Figure 6: Displaced cubes with and without crack elimination.

In most cases, the crack removal system seems to work pretty well. However, the system isn’t perfect; sometimes, stretching artifacts can appear, especially with surfaces with a textured base color. This stretching happens because the crack removal system basically stretches micropolygons to cover the crack. This texture stretching can be seen in some parts of the shaderballs in Figures 5, 7, and 8 in this post.

Takua automatically recalculates normals for subdivided/displaced polygons. By default, Takua simply uses the geometric normal as the shading normal for displaced polygons; however, an option exists to calculate smooth normals for the shading normals as well. I chose to use geometric normals as the default with the hope that for subpixel subdivision and displacement, a different shading normal wouldn’t be as necessary.

In the future, I may choose to implement my own subdivision library, and I should probably also put more thought into some kind of proper combined tessellation cache and eviction strategy for better memory efficiency. For now though, everything seems to work well and renders relatively efficiently; the non-ocean renders in this post all have sub-pixel subdivision with millions of polygons and each took several hours to render at 4K (3840x2160) resolution on a machine with dual Intel Xeon X5675 CPUs (12 cores total). The two ocean renders I let run overnight at 1080p resolution; they took longer to converge mostly due to the depth of field. All renders in this post were shaded using a new, vastly improved shading system that I’ll write about at a later point. Takua can now render a lot more complexity than before!

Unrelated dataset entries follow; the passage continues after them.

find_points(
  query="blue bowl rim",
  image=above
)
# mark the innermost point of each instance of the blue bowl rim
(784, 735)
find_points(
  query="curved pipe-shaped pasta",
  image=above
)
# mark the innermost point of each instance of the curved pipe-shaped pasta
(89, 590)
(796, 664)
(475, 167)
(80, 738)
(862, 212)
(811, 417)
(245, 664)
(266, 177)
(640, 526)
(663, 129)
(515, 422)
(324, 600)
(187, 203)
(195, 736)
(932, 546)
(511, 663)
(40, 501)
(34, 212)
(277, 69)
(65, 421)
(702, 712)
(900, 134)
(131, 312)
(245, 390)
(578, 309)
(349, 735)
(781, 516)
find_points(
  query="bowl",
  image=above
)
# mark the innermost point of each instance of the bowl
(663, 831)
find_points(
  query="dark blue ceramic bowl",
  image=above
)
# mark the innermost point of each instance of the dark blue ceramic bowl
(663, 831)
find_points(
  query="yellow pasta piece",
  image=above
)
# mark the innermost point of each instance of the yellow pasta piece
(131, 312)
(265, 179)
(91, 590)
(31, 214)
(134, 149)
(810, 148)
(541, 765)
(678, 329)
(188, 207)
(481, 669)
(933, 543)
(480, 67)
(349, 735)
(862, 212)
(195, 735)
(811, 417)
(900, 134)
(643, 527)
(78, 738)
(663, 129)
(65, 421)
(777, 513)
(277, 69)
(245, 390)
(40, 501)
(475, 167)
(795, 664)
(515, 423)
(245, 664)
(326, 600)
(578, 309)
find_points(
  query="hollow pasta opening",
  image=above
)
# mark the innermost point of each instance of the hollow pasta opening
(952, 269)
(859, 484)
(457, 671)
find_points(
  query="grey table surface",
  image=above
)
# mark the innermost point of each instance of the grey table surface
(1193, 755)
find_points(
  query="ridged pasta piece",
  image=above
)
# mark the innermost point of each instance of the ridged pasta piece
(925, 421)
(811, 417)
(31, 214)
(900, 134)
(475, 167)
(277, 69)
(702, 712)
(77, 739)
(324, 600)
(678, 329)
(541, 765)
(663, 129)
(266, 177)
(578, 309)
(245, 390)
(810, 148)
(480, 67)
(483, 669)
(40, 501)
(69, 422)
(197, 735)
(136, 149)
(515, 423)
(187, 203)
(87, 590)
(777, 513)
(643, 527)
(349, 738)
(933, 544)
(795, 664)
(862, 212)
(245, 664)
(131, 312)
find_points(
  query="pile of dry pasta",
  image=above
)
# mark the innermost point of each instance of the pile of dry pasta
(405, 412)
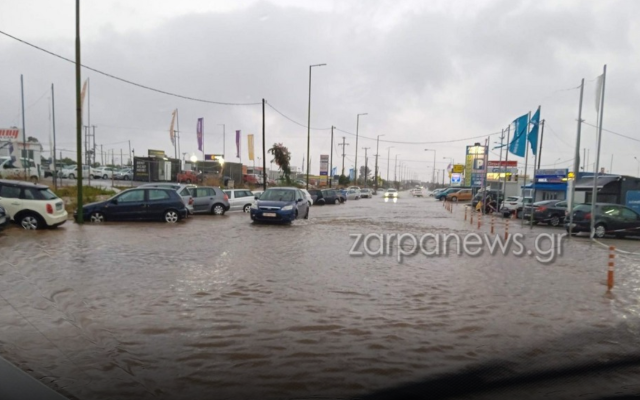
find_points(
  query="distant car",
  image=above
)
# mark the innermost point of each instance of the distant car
(330, 196)
(209, 199)
(240, 199)
(137, 204)
(551, 212)
(188, 177)
(281, 204)
(514, 204)
(610, 219)
(391, 193)
(31, 205)
(460, 195)
(182, 189)
(308, 196)
(4, 218)
(125, 174)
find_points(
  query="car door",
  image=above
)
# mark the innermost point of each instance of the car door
(630, 220)
(157, 200)
(130, 205)
(10, 199)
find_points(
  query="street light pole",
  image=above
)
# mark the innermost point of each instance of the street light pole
(375, 185)
(309, 123)
(355, 168)
(433, 179)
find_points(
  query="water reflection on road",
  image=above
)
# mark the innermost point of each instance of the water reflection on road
(221, 306)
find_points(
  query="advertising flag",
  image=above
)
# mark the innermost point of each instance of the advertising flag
(172, 134)
(250, 146)
(518, 143)
(238, 143)
(200, 133)
(533, 134)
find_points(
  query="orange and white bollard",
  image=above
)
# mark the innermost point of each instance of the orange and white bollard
(612, 256)
(506, 229)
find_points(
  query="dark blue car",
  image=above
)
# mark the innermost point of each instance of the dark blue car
(138, 204)
(281, 204)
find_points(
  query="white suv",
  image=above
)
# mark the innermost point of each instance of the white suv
(32, 206)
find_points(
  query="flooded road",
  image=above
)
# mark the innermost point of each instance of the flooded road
(218, 307)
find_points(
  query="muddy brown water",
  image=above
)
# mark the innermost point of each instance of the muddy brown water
(217, 307)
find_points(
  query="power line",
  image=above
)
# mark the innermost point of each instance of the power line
(127, 81)
(615, 133)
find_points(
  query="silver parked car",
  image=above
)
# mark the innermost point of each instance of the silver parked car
(240, 199)
(183, 191)
(210, 199)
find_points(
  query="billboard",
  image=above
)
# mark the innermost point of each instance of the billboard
(324, 165)
(475, 168)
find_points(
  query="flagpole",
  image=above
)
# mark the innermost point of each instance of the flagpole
(526, 161)
(576, 162)
(594, 196)
(506, 162)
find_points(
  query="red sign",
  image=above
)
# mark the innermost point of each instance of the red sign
(513, 164)
(9, 133)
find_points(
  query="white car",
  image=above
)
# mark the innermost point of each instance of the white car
(391, 193)
(240, 199)
(32, 206)
(308, 196)
(514, 204)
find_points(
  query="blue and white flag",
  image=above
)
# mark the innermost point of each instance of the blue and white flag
(533, 134)
(518, 143)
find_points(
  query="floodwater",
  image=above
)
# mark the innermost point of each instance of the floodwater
(217, 307)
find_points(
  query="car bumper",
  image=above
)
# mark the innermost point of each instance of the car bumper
(56, 220)
(278, 215)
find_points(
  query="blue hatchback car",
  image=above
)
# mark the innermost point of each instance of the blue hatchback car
(280, 204)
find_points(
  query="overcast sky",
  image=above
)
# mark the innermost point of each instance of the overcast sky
(424, 71)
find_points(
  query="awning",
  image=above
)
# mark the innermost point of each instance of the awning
(587, 182)
(549, 187)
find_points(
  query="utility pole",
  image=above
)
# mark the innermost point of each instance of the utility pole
(366, 172)
(330, 172)
(80, 217)
(343, 144)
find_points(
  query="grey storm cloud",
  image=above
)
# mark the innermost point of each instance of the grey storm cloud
(425, 74)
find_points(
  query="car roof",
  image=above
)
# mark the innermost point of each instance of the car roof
(23, 183)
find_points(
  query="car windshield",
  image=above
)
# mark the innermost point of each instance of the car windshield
(278, 195)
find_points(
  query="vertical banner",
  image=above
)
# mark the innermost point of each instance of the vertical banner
(200, 133)
(238, 143)
(324, 165)
(172, 134)
(250, 146)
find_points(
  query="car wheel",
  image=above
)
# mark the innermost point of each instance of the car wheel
(217, 209)
(600, 231)
(30, 221)
(171, 216)
(96, 216)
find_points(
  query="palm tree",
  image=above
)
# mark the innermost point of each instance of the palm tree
(282, 158)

In closing, I rendered a few more shaderballs using various displacement maps from the Megascans library, seen in Figures 7 and 8.

Figure 7: A pebble sphere and a leafy sphere. Note the overhangs on the leafy sphere, which are only possible using vector displacement.

Figure 8: A compacted sand sphere and a stone sphere. Unfortunately, there is some noticeable texture stretching on the compacted sand sphere where crack removal occured.